RETORIK.ID, Jakarta – Hanry Sulistio, seorang advokat dan pengusaha dari Samarinda mengaku tidak terkejut dengan hasil vonis 6,5 tahun penjara kepada pengusaha Harvey Moeis.
Menurut Hanry, vonis tersebut merupakan hanya salah satu dari sekian banyak contoh putusan hakim yang ugal-ugalan. Vonis terhadap koruptor Harvey Moeis ini mempertegas betapa busuknya dunia perhakiman di Indonesia.

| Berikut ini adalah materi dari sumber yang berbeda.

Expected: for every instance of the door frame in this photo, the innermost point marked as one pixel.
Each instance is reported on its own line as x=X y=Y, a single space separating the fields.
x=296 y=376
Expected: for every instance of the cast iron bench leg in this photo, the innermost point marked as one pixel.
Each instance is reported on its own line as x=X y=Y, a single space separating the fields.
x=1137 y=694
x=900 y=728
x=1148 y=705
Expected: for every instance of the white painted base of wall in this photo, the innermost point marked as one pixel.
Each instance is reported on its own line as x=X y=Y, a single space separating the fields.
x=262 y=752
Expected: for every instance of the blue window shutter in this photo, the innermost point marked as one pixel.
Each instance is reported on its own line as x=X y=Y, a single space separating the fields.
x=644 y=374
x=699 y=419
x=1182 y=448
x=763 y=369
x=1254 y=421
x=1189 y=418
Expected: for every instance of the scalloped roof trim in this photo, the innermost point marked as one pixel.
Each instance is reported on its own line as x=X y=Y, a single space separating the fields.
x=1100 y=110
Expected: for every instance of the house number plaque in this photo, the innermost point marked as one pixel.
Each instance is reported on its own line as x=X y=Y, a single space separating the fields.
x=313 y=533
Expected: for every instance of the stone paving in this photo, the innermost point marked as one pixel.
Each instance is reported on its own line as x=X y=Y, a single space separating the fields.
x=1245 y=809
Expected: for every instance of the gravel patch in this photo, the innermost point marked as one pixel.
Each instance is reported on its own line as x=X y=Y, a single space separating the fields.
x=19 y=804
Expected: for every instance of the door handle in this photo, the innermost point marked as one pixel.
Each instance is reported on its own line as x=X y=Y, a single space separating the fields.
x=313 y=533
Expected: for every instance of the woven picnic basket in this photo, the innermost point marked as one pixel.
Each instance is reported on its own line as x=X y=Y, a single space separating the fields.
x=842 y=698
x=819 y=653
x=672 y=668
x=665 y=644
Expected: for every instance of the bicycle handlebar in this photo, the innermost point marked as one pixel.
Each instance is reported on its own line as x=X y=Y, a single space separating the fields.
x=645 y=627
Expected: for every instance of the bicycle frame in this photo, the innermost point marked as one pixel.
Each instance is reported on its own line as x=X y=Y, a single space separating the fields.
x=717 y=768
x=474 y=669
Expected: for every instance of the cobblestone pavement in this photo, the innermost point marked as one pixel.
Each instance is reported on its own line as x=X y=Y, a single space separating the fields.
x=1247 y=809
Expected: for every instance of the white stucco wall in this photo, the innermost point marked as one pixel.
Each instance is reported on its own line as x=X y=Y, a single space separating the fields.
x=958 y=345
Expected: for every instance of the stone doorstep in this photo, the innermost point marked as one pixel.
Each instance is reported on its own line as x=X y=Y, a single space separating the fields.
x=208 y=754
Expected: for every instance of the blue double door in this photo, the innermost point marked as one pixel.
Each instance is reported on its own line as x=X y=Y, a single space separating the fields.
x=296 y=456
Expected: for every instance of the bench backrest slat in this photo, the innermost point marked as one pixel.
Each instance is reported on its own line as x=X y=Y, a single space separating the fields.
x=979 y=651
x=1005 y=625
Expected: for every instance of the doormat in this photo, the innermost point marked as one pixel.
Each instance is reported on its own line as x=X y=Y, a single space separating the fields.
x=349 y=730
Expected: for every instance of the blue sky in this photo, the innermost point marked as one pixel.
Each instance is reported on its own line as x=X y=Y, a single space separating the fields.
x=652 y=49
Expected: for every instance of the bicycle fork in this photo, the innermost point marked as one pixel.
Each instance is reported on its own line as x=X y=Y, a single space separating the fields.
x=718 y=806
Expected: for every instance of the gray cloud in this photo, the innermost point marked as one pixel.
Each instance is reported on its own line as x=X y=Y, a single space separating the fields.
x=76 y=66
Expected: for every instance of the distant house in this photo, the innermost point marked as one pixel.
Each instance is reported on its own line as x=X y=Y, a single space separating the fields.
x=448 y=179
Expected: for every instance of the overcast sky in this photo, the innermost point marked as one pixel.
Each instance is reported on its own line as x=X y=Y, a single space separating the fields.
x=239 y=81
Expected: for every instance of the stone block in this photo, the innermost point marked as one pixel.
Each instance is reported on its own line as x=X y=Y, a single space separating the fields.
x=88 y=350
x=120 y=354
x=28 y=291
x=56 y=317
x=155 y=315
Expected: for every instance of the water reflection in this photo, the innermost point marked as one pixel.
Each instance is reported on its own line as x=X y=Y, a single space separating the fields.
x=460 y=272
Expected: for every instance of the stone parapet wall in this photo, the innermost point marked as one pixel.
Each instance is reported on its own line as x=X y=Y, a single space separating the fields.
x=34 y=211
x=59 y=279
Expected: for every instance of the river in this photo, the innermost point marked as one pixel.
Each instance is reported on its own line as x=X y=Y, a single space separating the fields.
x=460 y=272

Bahkan kata dia, sebelumnya pada bulan Agustus 2024 lalu sebanyak 7 orang mafia hukum sudah digugat ke PN Jakarta Pusat dengan hakim yang sama dengan perkara Harvey Moies yakni Eko Aryanto. Dikatakan Hanry, Eko memang sengaja dipasang ketua PN Jakarta pusat khusus menjadi pengkhianat hukum pasal 5 ayat 1 UU No. 48/2009 Kekuasaan Kehakiman dimana melawan rasa keadilan yang tumbuh di masyarakat.
Hanry tegas mengatakan, Eko Aryanto adalah penjahat hukum dibalik seragam hakim dan seorang bidak. Hanry lanjut menuturkan, gembong mafia hukum wajib dipecat bila perlu di gantung ditengah masyarakat sebagai pengkhianat rakyat, bangsa dan negara.
“Saya sudah menduga dari awal bahwa hasil vonis hakim Harvey Moeis diadili Eko Aryanto adalah setingan gembong mafia hukum, itu drama semua,” ujar Hanry geram.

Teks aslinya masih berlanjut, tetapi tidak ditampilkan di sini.